The provisions of the Act of Association were so heavily weighted against Mary that she stood absolutely no chance of acquittal even if it had
not been quite clear to all and sundry that her case had been pre-judged. Indeed Cecil mentioned calmly to Shrewsbury that if his health really did prevent him from attending, he ought to authorize Cecil in advance to deliver his (Shrewsbury’s) opinion of Mary’s guilt.
5
It was of no avail for Châteauneuf, the French ambassador, to plead with Elizabeth for Mary at least to have counsel to defend her on what was a capital charge: Elizabeth told him sharply that she did not need advice from strangers on how to manage her own business. At the forthcoming trial, therefore, Mary was to be allowed neither counsel nor witnesses in her defence; she was not even to be allowed a secretary or amanuensis to help her prepare her own case – her own secretaries being of course still in prison in London. She was to be left quite alone, a sick woman and a foreigner, who knew nothing of England, its laws, or customs, and had only begun to learn its language comparatively late in life, to conduct and manage her own defence against the best legal brains in the country. These eminent lawyers on the other hand were not even to be put to the simple task of bringing witnesses for the prosecution for none was to be called.

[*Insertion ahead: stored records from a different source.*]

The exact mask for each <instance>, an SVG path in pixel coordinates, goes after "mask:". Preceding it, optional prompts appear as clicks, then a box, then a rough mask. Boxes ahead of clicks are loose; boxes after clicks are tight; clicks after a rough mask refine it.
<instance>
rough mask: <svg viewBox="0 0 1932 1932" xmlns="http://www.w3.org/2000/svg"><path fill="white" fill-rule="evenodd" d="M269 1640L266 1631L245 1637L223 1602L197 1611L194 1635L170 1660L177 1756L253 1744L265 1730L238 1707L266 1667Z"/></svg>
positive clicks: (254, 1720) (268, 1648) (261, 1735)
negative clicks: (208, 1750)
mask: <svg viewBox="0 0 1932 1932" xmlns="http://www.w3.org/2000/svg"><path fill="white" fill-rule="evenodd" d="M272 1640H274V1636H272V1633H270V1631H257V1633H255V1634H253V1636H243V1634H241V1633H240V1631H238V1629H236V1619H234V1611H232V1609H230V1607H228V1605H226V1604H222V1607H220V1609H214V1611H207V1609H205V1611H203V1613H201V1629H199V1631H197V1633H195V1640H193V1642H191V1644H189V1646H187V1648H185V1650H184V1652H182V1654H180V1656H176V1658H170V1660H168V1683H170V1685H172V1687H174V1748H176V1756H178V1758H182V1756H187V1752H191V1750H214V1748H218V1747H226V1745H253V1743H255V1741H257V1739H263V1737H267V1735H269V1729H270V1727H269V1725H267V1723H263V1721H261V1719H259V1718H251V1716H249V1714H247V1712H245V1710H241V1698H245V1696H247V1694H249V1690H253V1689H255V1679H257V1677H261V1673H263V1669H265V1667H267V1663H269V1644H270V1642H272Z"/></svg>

Yet, curiously enough, by the standards of the sixteenth century the innate injustice of the trial of Mary Queen of Scots lay not so much in its arrangements – the accused was never allowed counsel at an English treason trial at this date, and the barbarity of the Scottish treason trials has been sufficiently commented upon

– as in the fact that the trial took place at all. How, indeed, could it ever be legal for Mary as sovereign, the queen of a foreign country, to be tried for treason, when she was in no sense one of Elizabeth’s subjects? In 1586 the sovereignty of a ruler was taken extremely seriously with regard to his own subjects – how much more difficult then was it to try and execute one who was actually or had been the sovereign of another country? Elizabeth herself was the first to perceive the dangers for the future of pulling down any monarch to the rank where he or she could be punished like any other subject – let alone the monarch of another country. If Mary had partaken in treasonable activities in England where in any case she was a prisoner, held against her will – the correct remedy (although of course it was never considered) was surely to expel her from the country. The mere judicial proceedings for trying a sovereign presented enormous difficulties by English common law. In England it was the foundation-stone of justice that every man had a right to be tried by his peers; Mary being a queen had no peers in England except Elizabeth herself. Neither privy councillors nor earls nor barons gathered together in no matter what profusion could be said to be the equals of one who was an anointed queen.

As the English lawyers pondered these questions, it was even suggested that the old claims of England to feudal suzerainty over Scotland (last used by Henry
VIII
to justify his depredations) might be brought out again, dusted over and employed to prove that Mary was Elizabeth’s subject and as such capable of both treason against her, and of trial by English law. In the end the line of proceedings taken consisted of a long narration of circumstances ranging down from ancient times – some of them very ancient indeed – when it had been considered suitable for one sovereign to try another for treason done within their state. The most recent case cited was that of Conradin, last of the Hohenstaufen, who, four centuries earlier, had been beheaded by the papal nominee for his father’s thrones, Charles, duke of Anjou, after being captured in battle and subjected to a form of treason trial. But the two cases were hardly comparable, as Mary had certainly not been captured in battle, and in any case was utterly ignorant of the laws of England, a country in which she had never been permitted to live at liberty.